Cpl, nuove perquisizioni a Concordia: nel mirino le consulenze

L’inchiesta si allarga da Napoli alla Puglia

Cpl, nuove perquisizioni a Concordia: nel mirino le consulenze

Nuove perquisizioni nella sede della sede della Cpl Concordia. Dopo gli accertamenti dei mesi scorsi e il blitz della scorsa settimana, questa mattina i carabinieri del Nucleo Operativo Ambiente sono tornati negli uffici della Bassa e in quelli che la cooperativa ha a Roma.
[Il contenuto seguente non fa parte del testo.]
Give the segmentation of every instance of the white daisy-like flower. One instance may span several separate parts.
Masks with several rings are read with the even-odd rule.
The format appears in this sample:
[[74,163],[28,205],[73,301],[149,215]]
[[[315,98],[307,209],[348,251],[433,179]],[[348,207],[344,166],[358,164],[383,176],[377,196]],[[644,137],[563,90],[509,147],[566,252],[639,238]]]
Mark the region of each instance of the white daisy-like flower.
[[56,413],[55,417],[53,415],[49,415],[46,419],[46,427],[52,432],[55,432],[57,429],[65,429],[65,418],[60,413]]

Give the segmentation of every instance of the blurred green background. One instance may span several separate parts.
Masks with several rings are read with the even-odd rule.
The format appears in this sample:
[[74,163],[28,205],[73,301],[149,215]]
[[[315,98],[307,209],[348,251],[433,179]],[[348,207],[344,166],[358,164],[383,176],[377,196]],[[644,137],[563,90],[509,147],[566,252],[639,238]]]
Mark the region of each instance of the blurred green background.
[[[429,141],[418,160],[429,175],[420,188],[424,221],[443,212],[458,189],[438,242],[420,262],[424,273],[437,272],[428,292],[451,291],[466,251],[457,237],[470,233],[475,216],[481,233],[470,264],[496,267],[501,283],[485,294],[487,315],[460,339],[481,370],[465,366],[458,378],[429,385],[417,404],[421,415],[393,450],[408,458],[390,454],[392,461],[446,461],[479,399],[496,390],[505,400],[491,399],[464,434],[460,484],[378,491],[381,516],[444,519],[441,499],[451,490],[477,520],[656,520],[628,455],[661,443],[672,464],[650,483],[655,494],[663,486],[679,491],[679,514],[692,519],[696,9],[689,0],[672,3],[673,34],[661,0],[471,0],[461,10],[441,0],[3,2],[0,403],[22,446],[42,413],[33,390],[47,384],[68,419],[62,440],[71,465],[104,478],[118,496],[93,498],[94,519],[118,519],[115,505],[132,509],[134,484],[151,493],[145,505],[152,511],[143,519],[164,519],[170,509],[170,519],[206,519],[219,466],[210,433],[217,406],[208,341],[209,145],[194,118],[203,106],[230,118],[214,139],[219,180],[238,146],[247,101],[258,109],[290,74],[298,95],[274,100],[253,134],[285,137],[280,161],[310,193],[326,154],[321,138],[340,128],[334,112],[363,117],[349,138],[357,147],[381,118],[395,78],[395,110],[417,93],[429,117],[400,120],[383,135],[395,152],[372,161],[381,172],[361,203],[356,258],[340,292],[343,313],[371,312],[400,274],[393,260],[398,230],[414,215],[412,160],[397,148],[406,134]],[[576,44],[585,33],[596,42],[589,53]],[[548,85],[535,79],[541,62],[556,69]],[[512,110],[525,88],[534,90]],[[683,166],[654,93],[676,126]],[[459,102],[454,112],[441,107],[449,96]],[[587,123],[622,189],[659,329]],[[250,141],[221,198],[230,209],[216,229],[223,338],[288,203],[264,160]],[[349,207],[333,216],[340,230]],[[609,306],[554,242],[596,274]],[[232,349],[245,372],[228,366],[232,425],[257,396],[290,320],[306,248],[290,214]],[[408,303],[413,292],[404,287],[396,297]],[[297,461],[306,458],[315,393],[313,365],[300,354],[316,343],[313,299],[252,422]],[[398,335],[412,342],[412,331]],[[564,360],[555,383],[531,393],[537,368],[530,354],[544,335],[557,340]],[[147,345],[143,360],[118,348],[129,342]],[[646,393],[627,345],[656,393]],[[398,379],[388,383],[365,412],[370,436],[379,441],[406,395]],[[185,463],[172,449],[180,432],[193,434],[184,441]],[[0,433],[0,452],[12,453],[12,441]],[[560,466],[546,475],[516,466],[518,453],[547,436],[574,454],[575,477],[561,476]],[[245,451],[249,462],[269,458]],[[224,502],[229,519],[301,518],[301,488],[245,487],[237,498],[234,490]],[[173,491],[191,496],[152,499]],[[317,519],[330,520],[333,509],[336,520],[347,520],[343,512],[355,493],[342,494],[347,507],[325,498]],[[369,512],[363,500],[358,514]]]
Nel mirino i contratti di consulenza, forniture e subappalti stipulati in tutta Italia. Atti che, secondo gli inquirenti, sarebbero lo strumento attraverso il quale si attuava quel sistema corruttivo adottato dalla Cpl per aggiudicarsi lavori pubblici. L'obiettivo è verificare se si tratti di prestazioni realmente eseguite oppure di finte opere, create ad hoc per condizionare le gare d’appalto. Perquisiti anche gli uffici del presidente, Mario Guarnieri, che non risulta indagato, e di Andrea Ambrogi, che invece risulta, sì, iscritto nel registro degli indagati a Napoli. Ma intanto l’inchiesta si allarga. Dopo essere partita da Ischia e aver toccato Procida, ora sta investendo anche la Puglia. I magistrati partenopei hanno trasmesso gli atti ai colleghi della Procura di Foggia. Stando a quel che trapela, sotto la lente degli inquirenti sarebbero finiti il progetto di gara per l'illuminazione pubblica cittadina di Rodi Garganico e un collegamento in catamarano tra Rodi e la Croazia, con contatti ritenuti sospetti tra il sindaco locale, Nicola Pinto, e Francesco Simone, il manager della Cpl che dal carcere di Poggio Reale sta collaborando con i pm. Simone, peraltro, non è il solo dirigente della cooperativa ad aver fatto importanti rivelazioni. La scorsa settimana anche Nicola Verri, ex responsabile della divisione Campania, ha a lungo riferito dei rapporti tra la coop e i politici, in particolare di sponda Pd. Mentre nei giorni scorsi Maurizio Rinaldi, braccio destro dell’ex presidente Roberto Casari, avrebbe ammesso l’esistenza dei fondi neri, che passavano per la società tunisina Tunita. Proprio in Tunisia, secondo gli inquirenti, era dove Simone voleva prender casa. Per questo, ossia per il pericolo di fuga, sarebbe scattato l’arresto nei suoi confronti lo scorso 30 marzo. Oggi, il Tribunale del Riesame di Napoli si pronuncerà proprio sulle istanze di scarcerazione.